In these respects, Rødland’s work intersects with current and very public debates about power, identity, and the ownership of images. But this tendency cannot be attributed to mere provocation, as his photographs remain elusive, slipping between interpretations and resisting description in overly determined language. Even when the specificity of their imagery seems to indicate a particular authorial stance, the pictures become stranger the longer one looks at them, undoing preconceptions and cultivating an archaic, quasi-magical state of mind in which representations are perceived to be as alive, unruly, and unpredictable as the things they represent.
Non-portrait works in the show offer metaphors for this phenomenon. In Voodoo Shoe, for instance, a white high-heeled shoe has been pierced by four nails. Chunks of chipped-off shoe and small pieces of debris lie scattered about, radiant in the light that fills the scene from an unknown source. Shoe and nails could stand in for any number of human subjects; the relationship between them feels intimate, sexual, violent, and tender. Rødland highlights the physical attributes of objects like these so that they are felt on a psychological level, empathically. The human and the inanimate become equally “personal” and permeable to one another. For this reason, he often makes pictures of things that are gooey, sticky, or wet, emphasizing the fluidity of boundaries and the interconnectedness of seemingly discrete things. His commitment to analogue photography and the wetness it mandates therefore has conceptual as well as formal ramifications.

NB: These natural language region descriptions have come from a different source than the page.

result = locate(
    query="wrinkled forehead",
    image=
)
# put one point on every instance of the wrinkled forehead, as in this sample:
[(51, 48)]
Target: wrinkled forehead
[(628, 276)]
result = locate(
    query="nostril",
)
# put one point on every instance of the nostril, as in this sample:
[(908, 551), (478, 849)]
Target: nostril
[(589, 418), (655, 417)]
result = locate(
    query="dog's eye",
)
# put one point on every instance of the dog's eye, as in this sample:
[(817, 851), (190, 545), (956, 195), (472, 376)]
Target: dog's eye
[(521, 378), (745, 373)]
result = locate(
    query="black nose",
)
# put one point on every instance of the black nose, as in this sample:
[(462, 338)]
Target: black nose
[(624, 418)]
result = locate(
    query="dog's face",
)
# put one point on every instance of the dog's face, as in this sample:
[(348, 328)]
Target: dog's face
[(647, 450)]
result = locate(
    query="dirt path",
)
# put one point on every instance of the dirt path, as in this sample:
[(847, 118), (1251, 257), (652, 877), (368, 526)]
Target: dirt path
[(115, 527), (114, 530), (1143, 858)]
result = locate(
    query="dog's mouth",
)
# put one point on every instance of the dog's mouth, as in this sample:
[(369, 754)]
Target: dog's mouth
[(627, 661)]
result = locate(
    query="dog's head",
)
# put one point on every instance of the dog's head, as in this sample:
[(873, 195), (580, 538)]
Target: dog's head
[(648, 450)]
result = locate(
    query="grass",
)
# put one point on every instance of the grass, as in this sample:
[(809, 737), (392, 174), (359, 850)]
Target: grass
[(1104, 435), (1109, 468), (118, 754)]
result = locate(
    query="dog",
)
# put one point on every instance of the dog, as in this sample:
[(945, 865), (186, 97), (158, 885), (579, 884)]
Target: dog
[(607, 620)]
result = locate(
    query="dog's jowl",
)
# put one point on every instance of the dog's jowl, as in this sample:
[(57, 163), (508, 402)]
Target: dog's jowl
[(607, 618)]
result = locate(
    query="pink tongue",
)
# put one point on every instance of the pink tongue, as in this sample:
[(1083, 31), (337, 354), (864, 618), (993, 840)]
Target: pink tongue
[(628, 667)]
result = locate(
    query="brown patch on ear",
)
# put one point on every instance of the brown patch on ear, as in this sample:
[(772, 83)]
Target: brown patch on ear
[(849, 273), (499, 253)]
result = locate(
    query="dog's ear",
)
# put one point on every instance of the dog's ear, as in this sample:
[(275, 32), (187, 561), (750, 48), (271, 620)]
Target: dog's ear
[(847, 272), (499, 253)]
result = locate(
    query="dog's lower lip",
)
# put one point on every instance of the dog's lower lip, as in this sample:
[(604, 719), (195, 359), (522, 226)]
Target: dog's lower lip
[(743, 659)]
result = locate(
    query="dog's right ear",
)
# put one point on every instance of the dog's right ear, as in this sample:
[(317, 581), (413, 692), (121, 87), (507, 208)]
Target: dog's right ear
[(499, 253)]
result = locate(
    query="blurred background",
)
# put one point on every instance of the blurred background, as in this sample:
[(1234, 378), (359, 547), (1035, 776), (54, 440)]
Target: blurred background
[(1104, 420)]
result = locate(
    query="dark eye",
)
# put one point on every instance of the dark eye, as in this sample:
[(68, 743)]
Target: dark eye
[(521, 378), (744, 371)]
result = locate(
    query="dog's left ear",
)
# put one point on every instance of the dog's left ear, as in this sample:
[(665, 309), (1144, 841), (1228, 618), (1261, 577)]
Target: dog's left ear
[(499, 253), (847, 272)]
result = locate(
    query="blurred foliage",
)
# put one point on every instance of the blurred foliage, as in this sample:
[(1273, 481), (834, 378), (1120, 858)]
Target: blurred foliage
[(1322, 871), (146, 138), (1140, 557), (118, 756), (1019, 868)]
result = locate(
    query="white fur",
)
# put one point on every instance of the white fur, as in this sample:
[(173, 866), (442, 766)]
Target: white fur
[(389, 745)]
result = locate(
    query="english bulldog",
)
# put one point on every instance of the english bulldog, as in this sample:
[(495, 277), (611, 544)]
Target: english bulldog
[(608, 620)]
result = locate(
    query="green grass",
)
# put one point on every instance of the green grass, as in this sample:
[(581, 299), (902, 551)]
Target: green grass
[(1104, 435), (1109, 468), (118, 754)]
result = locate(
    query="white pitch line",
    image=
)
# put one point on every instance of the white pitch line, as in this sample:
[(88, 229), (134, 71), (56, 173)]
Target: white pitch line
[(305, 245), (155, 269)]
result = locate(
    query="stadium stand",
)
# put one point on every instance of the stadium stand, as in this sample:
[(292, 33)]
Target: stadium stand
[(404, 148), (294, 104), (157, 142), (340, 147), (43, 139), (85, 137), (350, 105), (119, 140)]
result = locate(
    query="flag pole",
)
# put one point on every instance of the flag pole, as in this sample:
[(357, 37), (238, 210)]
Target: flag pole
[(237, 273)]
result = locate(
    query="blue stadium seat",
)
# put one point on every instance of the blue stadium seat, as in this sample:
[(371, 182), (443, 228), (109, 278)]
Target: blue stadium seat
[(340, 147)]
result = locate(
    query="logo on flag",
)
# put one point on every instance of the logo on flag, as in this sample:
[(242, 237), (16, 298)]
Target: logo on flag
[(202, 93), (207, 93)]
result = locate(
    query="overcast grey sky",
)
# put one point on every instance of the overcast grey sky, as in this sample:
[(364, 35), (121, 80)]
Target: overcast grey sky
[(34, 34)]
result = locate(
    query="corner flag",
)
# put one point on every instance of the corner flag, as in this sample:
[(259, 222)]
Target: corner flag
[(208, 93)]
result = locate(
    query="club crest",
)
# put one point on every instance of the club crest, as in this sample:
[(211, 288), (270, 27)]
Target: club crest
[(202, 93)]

These concerns are further synthesized in the moving image works that Rødland has produced over the years. Between Fork and Ladder, the new video on view, is the first he has realized in over ten years and, significantly, the first since he relocated to Los Angeles. It combines topical references with epic cycles, and pop sentiment with brooding archetypal allusion. Over five-and-a-half minutes, a boy performs a surreal series of actions in idyllic spaces, singing a disarmingly catchy, showtune-like song; carrying an oversized fork; cutting apart a swath of fabric printed with images of the politically loaded cartoon character Pepe the Frog; and, in one shot, standing backlit before a microphone in a recording studio. The presence of nature looms large, especially during a section when the inspirational tenor of the boy’s song is replaced on the soundtrack by a woman speaking in Japanese. Subtitles appear; the words they communicate are full of philosophical longing, but they do not always synch up with an audible voice, and portions of the woman’s speech go untranslated. As in much of Rødland’s work, seemingly superficial or obvious prompts open up chasms of unfathomable feeling and mystery, and the inert stuff of contemporary life becomes illuminated, and eventually mythic, through the alchemy of image-making.